Au-delà de l'évolution sectorielle du chômage, des tendances se dessinent qui présentent les nouveaux chômeurs sous un jour différent de ceux de la précédente récession. «On ne le voit pas encore clairement dans les statistiques, mais on suppose qu'une proportion croissante de personnes au bénéfice d'une bonne formation se retrouve actuellement sans travail», fait remarquer Roland Aeppli, collaborateur scientifique auprès de l'institut conjoncturel KOF à Zurich. Les statistiques par catégorie professionnelle publiées par le Seco ne permettent pas de préciser s'il s'agit de fonctions de cadre, de spécialiste ou d'auxiliaire. Mais la modification de la structure des économies des pays développés, et plus particulièrement de celle de la Suisse, sous-tend cette hypothèse.

«La contribution du secteur des services à la croissance économique ou à la valeur ajoutée des pays développés s'est fortement accrue ces dernières années. Conséquence: la part des chômeurs issus de ce secteur a augmenté elle aussi et ceux-ci bénéficient souvent d'une formation supérieure», précise Frédéric Mathlow, responsable de l'analyse conjoncturelle pour la Suisse auprès de Credit Suisse à Zurich.

Les managers touchés

Frédéric Mathlow fait remarquer que depuis la précédente récession, soit en 1995-96, le secteur financier a vu sa part de la valeur ajoutée passer de moins de 10% à un niveau évalué entre 10% et 30%. Rien d'étonnant dès lors à ce que la banque, l'assurance, mais aussi l'informatique – des secteurs qui se sont fortement développés dans le sillage de la hausse des Bourses – soient frappées de plein fouet. «A l'heure actuelle, l'élite et les top managers sont donc loin d'être à l'abri du chômage», précise encore le spécialiste. Pour ce dernier, «la formation est toujours utile, mais désormais même les diplômés universitaires doivent s'attendre à se retrouver au chômage une ou deux fois dans leur vie».

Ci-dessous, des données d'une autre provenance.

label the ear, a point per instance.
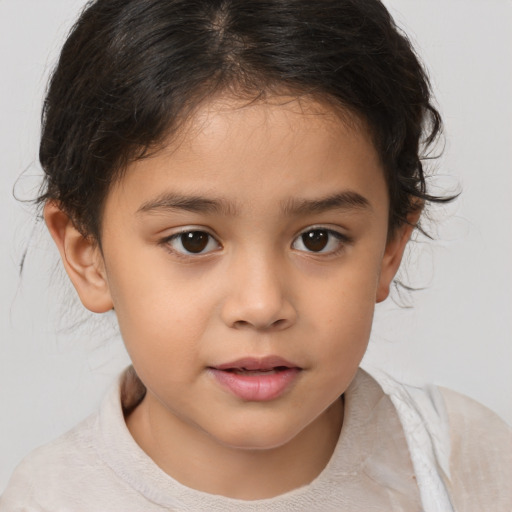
(82, 259)
(393, 254)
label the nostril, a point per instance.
(278, 324)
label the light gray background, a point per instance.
(54, 370)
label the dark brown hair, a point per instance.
(132, 70)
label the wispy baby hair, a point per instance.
(131, 71)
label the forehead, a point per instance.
(258, 154)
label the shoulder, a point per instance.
(56, 465)
(470, 445)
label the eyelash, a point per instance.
(342, 240)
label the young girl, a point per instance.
(238, 181)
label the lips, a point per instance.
(256, 379)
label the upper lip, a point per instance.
(256, 363)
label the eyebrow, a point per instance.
(346, 200)
(170, 201)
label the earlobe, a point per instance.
(392, 258)
(82, 260)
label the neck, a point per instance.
(198, 461)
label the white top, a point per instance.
(400, 449)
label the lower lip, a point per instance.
(257, 388)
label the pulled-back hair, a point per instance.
(132, 70)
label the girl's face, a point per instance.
(244, 263)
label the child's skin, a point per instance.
(255, 178)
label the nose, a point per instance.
(258, 296)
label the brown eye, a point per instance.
(315, 240)
(195, 241)
(320, 241)
(192, 242)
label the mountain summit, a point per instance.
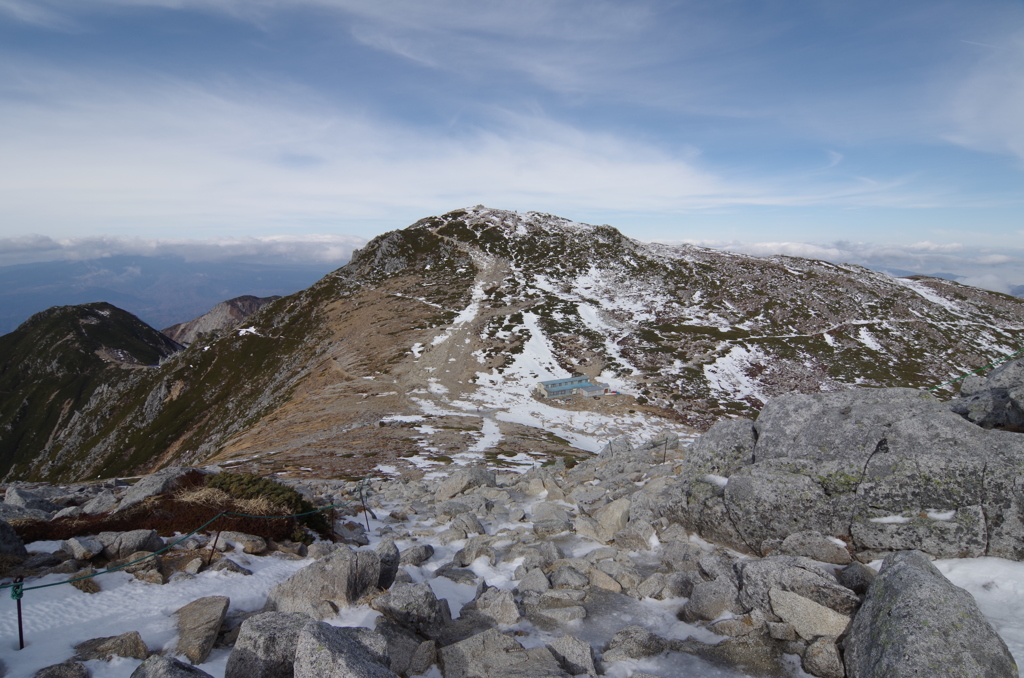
(428, 346)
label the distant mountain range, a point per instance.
(428, 345)
(161, 291)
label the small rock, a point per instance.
(856, 577)
(265, 646)
(162, 667)
(535, 581)
(807, 618)
(199, 624)
(815, 546)
(249, 543)
(781, 631)
(576, 655)
(612, 517)
(634, 642)
(710, 599)
(387, 553)
(127, 644)
(82, 548)
(69, 512)
(29, 500)
(228, 565)
(605, 582)
(499, 606)
(10, 544)
(562, 615)
(119, 545)
(635, 537)
(327, 651)
(565, 577)
(193, 566)
(415, 606)
(83, 582)
(66, 670)
(821, 659)
(101, 503)
(416, 555)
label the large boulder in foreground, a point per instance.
(914, 623)
(265, 647)
(887, 469)
(323, 588)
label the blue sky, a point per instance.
(887, 126)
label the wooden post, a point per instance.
(213, 549)
(16, 594)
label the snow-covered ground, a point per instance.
(58, 618)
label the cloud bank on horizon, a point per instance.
(764, 125)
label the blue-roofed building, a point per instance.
(571, 386)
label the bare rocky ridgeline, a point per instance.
(757, 534)
(426, 346)
(223, 316)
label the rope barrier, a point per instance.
(990, 365)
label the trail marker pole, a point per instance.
(213, 549)
(16, 593)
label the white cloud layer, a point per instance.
(268, 249)
(978, 267)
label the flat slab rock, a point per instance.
(127, 644)
(199, 623)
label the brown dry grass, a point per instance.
(219, 498)
(167, 514)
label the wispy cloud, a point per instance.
(92, 151)
(269, 249)
(987, 106)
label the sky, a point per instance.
(887, 131)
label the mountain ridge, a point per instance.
(425, 349)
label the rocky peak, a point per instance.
(222, 316)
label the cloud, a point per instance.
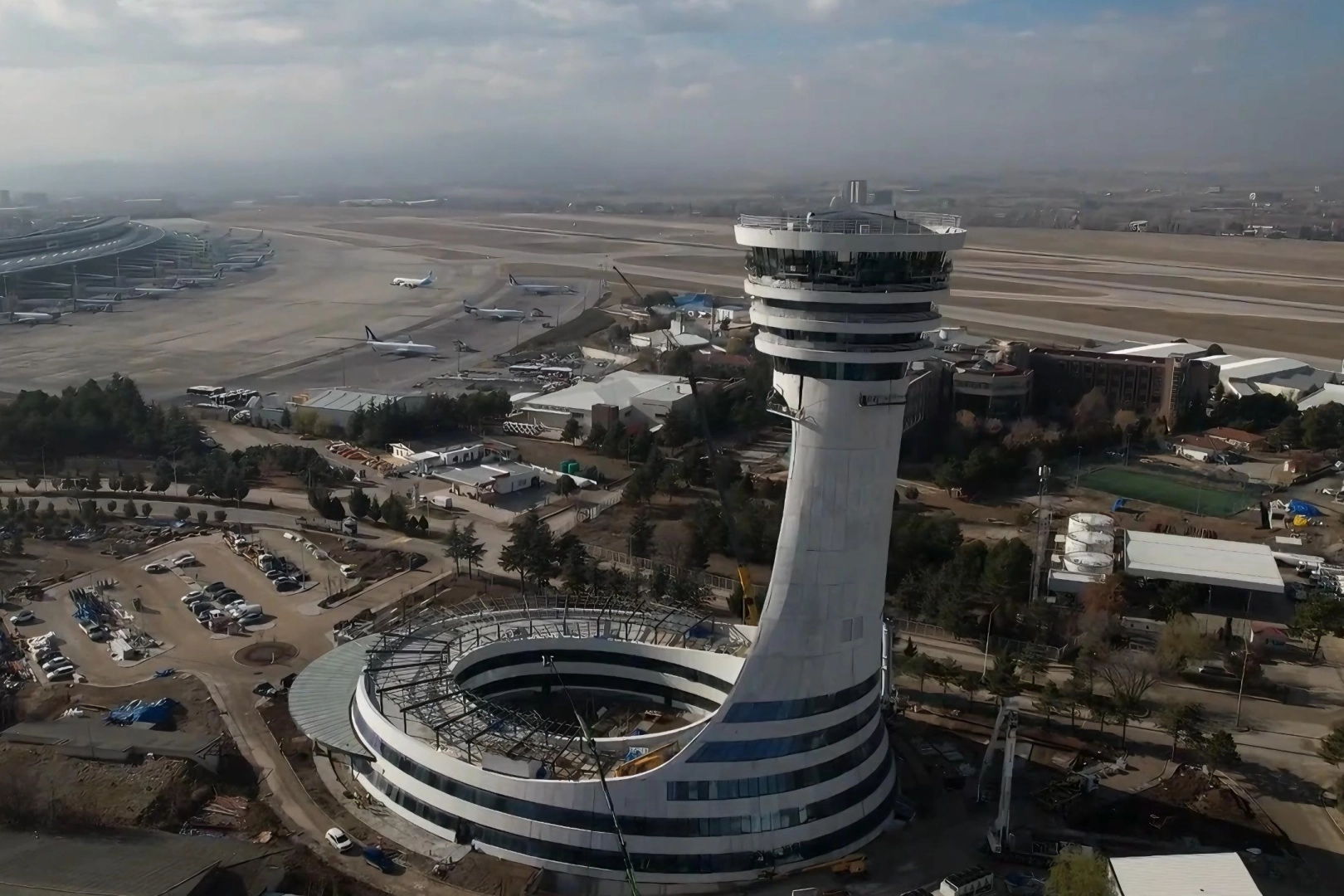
(754, 85)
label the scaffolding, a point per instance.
(410, 674)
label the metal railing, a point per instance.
(903, 222)
(933, 284)
(830, 317)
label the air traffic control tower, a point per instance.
(711, 754)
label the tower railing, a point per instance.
(903, 222)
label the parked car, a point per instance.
(336, 837)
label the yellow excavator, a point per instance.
(750, 607)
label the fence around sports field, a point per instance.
(1226, 494)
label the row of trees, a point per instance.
(102, 419)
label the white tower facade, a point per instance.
(778, 758)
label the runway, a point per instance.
(332, 270)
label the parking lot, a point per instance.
(153, 601)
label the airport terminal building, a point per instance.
(728, 751)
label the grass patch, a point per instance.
(1192, 494)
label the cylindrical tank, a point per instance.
(1090, 522)
(1090, 542)
(1089, 562)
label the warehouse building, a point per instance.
(335, 406)
(621, 398)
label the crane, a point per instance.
(750, 610)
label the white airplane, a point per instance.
(494, 314)
(191, 282)
(402, 345)
(414, 282)
(99, 304)
(34, 317)
(539, 289)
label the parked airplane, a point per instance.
(402, 345)
(494, 314)
(539, 289)
(34, 317)
(194, 282)
(413, 282)
(97, 304)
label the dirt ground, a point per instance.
(1303, 338)
(160, 793)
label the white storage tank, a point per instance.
(1089, 563)
(1090, 542)
(1090, 523)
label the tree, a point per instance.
(1220, 750)
(1185, 722)
(1317, 617)
(1079, 874)
(1181, 641)
(1034, 663)
(641, 533)
(1332, 744)
(1174, 599)
(474, 550)
(1051, 700)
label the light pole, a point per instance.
(990, 622)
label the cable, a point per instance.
(601, 776)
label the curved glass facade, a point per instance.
(854, 270)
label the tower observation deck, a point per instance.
(763, 750)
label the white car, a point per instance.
(339, 841)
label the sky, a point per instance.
(479, 90)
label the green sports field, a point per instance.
(1185, 492)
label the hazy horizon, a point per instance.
(475, 91)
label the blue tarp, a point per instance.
(1303, 508)
(158, 712)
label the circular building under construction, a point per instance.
(613, 740)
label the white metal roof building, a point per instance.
(1195, 874)
(1177, 558)
(338, 405)
(637, 398)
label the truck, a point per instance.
(350, 525)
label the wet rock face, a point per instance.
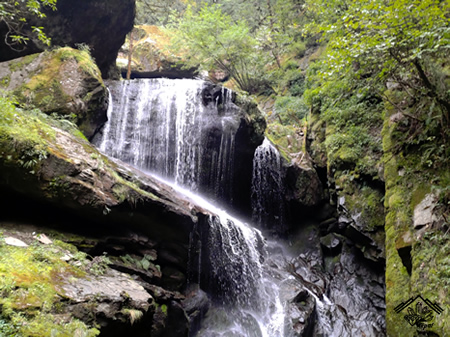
(149, 57)
(100, 24)
(65, 81)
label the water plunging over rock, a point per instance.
(191, 133)
(187, 131)
(228, 261)
(268, 205)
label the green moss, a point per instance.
(30, 286)
(26, 60)
(419, 193)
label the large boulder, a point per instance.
(64, 81)
(149, 55)
(100, 24)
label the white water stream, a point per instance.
(159, 126)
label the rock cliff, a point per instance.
(100, 24)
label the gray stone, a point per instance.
(423, 212)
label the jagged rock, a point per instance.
(331, 244)
(111, 287)
(196, 306)
(64, 81)
(304, 186)
(149, 59)
(300, 309)
(100, 24)
(423, 212)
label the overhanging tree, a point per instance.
(213, 40)
(14, 14)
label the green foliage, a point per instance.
(215, 41)
(29, 282)
(13, 14)
(290, 109)
(144, 263)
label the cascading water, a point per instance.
(165, 127)
(268, 207)
(186, 134)
(175, 128)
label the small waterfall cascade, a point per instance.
(245, 292)
(185, 133)
(164, 127)
(176, 128)
(268, 207)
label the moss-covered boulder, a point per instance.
(417, 227)
(65, 82)
(99, 24)
(149, 55)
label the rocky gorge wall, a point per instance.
(100, 25)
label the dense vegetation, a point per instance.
(370, 82)
(14, 15)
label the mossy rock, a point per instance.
(150, 56)
(65, 82)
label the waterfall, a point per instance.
(268, 209)
(239, 280)
(184, 132)
(184, 135)
(178, 129)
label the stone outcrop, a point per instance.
(61, 178)
(64, 81)
(100, 24)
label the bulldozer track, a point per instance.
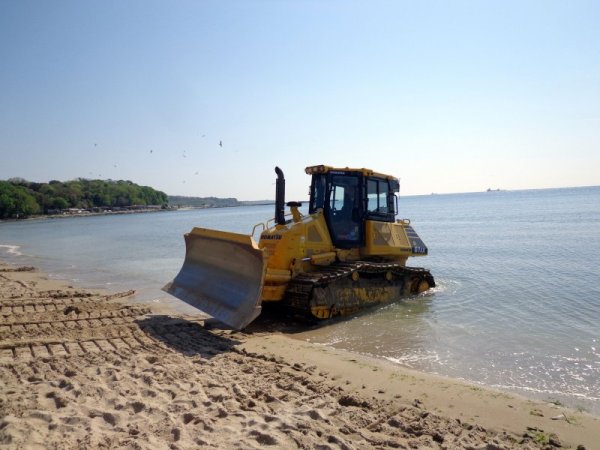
(300, 293)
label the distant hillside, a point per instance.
(181, 201)
(21, 198)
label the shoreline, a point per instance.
(81, 368)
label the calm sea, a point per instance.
(517, 305)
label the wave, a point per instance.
(11, 249)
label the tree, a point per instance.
(16, 201)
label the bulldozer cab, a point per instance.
(348, 198)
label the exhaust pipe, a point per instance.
(279, 197)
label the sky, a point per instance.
(204, 98)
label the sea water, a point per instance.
(516, 307)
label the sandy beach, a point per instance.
(86, 369)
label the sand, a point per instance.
(85, 369)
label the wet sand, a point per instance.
(85, 369)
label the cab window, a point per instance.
(380, 199)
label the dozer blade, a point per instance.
(222, 275)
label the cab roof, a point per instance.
(365, 172)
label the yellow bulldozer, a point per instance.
(348, 253)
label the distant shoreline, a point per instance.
(133, 211)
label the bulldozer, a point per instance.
(347, 254)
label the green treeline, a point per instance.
(20, 198)
(202, 202)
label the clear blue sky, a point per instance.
(450, 96)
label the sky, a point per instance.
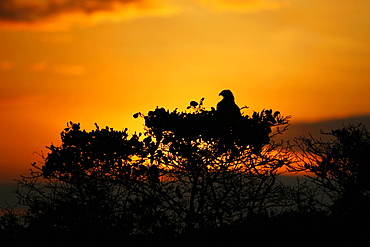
(91, 61)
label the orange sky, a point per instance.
(102, 61)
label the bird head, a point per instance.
(227, 94)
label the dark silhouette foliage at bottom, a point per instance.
(192, 180)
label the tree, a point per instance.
(341, 167)
(188, 170)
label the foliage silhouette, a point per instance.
(192, 176)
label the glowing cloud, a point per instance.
(6, 65)
(61, 14)
(243, 5)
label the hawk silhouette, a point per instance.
(227, 110)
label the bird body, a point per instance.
(226, 108)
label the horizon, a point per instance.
(103, 63)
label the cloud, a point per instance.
(40, 66)
(243, 5)
(69, 69)
(6, 65)
(61, 14)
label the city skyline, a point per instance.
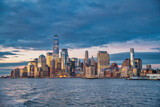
(18, 45)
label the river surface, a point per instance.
(76, 92)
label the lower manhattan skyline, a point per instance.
(79, 53)
(115, 27)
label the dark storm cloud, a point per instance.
(146, 57)
(156, 49)
(2, 54)
(81, 23)
(13, 64)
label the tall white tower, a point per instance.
(132, 62)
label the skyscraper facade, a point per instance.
(103, 62)
(138, 63)
(49, 56)
(41, 61)
(86, 61)
(64, 56)
(132, 62)
(55, 47)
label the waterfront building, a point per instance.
(41, 61)
(52, 69)
(57, 65)
(32, 68)
(114, 66)
(16, 73)
(64, 55)
(132, 58)
(85, 62)
(23, 72)
(76, 61)
(148, 67)
(49, 57)
(90, 69)
(125, 69)
(55, 47)
(126, 62)
(138, 63)
(153, 76)
(113, 71)
(103, 62)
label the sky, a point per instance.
(27, 28)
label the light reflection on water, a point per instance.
(79, 92)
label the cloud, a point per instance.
(146, 57)
(5, 68)
(29, 24)
(156, 49)
(3, 54)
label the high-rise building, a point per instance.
(132, 63)
(103, 62)
(55, 47)
(41, 61)
(86, 61)
(126, 63)
(148, 67)
(49, 56)
(32, 68)
(90, 70)
(76, 61)
(138, 63)
(64, 55)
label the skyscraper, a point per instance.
(132, 62)
(49, 56)
(64, 55)
(103, 62)
(41, 61)
(55, 47)
(86, 61)
(138, 63)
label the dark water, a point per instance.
(79, 93)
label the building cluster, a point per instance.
(54, 66)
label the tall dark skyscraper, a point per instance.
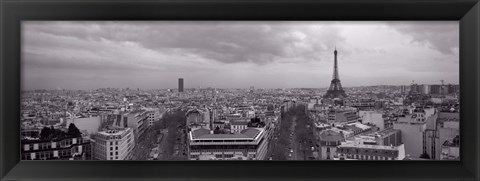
(180, 85)
(335, 90)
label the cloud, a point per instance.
(225, 42)
(442, 36)
(153, 54)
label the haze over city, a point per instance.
(153, 55)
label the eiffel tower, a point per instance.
(335, 90)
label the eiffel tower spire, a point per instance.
(335, 90)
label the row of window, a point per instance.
(366, 157)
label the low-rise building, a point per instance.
(353, 151)
(59, 148)
(114, 144)
(250, 143)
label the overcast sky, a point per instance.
(154, 54)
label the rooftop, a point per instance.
(355, 145)
(330, 135)
(202, 133)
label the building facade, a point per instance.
(66, 148)
(250, 144)
(114, 144)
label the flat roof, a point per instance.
(204, 134)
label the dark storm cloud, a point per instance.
(226, 42)
(153, 54)
(442, 36)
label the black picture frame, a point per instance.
(15, 11)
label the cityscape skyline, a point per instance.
(91, 55)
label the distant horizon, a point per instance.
(88, 55)
(246, 88)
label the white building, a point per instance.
(114, 144)
(250, 143)
(353, 151)
(373, 117)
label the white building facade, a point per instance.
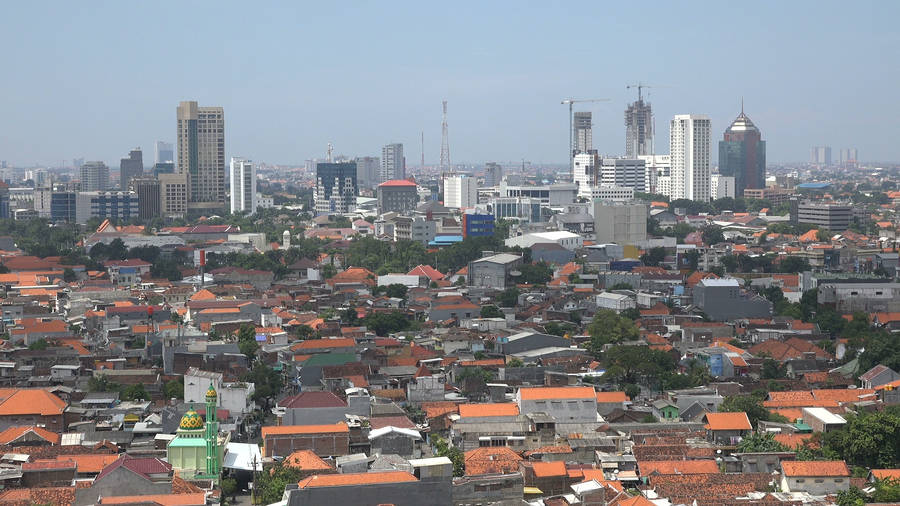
(689, 148)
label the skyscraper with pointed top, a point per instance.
(742, 154)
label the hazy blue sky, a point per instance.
(94, 79)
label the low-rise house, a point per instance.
(815, 477)
(727, 428)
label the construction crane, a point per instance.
(571, 102)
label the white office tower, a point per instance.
(720, 186)
(584, 172)
(393, 165)
(689, 141)
(623, 172)
(460, 191)
(583, 135)
(656, 166)
(243, 186)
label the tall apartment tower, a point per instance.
(742, 155)
(243, 186)
(393, 165)
(460, 192)
(689, 141)
(583, 135)
(130, 168)
(201, 154)
(336, 187)
(638, 129)
(165, 152)
(94, 177)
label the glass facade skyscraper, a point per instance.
(742, 155)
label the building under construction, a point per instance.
(638, 129)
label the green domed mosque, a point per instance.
(198, 449)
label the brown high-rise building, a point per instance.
(201, 154)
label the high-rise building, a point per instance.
(689, 140)
(147, 190)
(173, 194)
(742, 155)
(393, 164)
(820, 155)
(624, 224)
(165, 152)
(493, 174)
(638, 129)
(367, 171)
(584, 139)
(243, 186)
(460, 191)
(130, 168)
(624, 173)
(94, 176)
(336, 187)
(201, 154)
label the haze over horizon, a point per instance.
(96, 79)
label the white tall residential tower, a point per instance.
(393, 164)
(689, 141)
(243, 186)
(201, 154)
(460, 191)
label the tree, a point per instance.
(442, 448)
(174, 389)
(491, 311)
(761, 442)
(608, 327)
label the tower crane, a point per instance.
(570, 102)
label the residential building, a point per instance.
(130, 168)
(721, 186)
(638, 129)
(165, 152)
(114, 205)
(147, 190)
(493, 271)
(397, 195)
(742, 155)
(393, 163)
(831, 217)
(201, 154)
(336, 187)
(723, 299)
(94, 176)
(689, 141)
(815, 477)
(367, 169)
(243, 186)
(173, 194)
(460, 191)
(620, 223)
(623, 172)
(493, 174)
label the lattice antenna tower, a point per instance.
(445, 143)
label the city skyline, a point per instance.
(507, 75)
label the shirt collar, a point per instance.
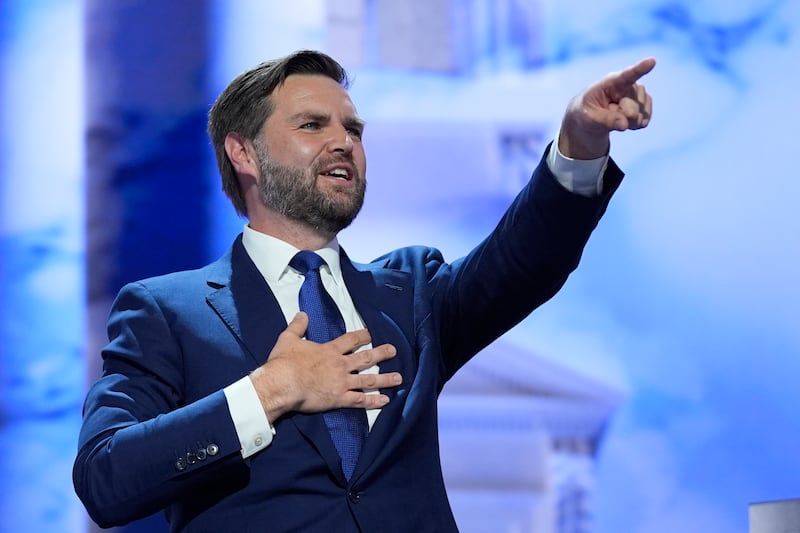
(272, 255)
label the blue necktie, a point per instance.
(347, 427)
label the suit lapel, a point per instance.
(244, 301)
(384, 299)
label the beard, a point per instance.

Secrétaire centrale de l'Association des employés de banque, Marie-France Goy confirme cette évolution: «A la différence de ce que l'on observait au milieu des années 1990, les lettres de congé que je vois aujourd'hui touchent toutes les catégories de revenus et tous les rangs hiérarchiques. Ces temps-ci, les gérants de fortune sont particulièrement affectés, surtout en Suisse romande et au Tessin, alors que le phénomène commence à gagner la région zurichoise dans la banque d'investissement.» Autre différence marquante observée par Marie-France Goy: les gens mis en disponibilité mettent bien plus de temps à retrouver en emploi. «Une bonne formation n'en constitue pas moins un facteur de flexibilité qui permet de réagir plus rapidement à la demande du marché, insiste Frederic Mathlow. Un diplômé en économie peut trouver du travail dans une banque, une assurance ou dans le consulting.»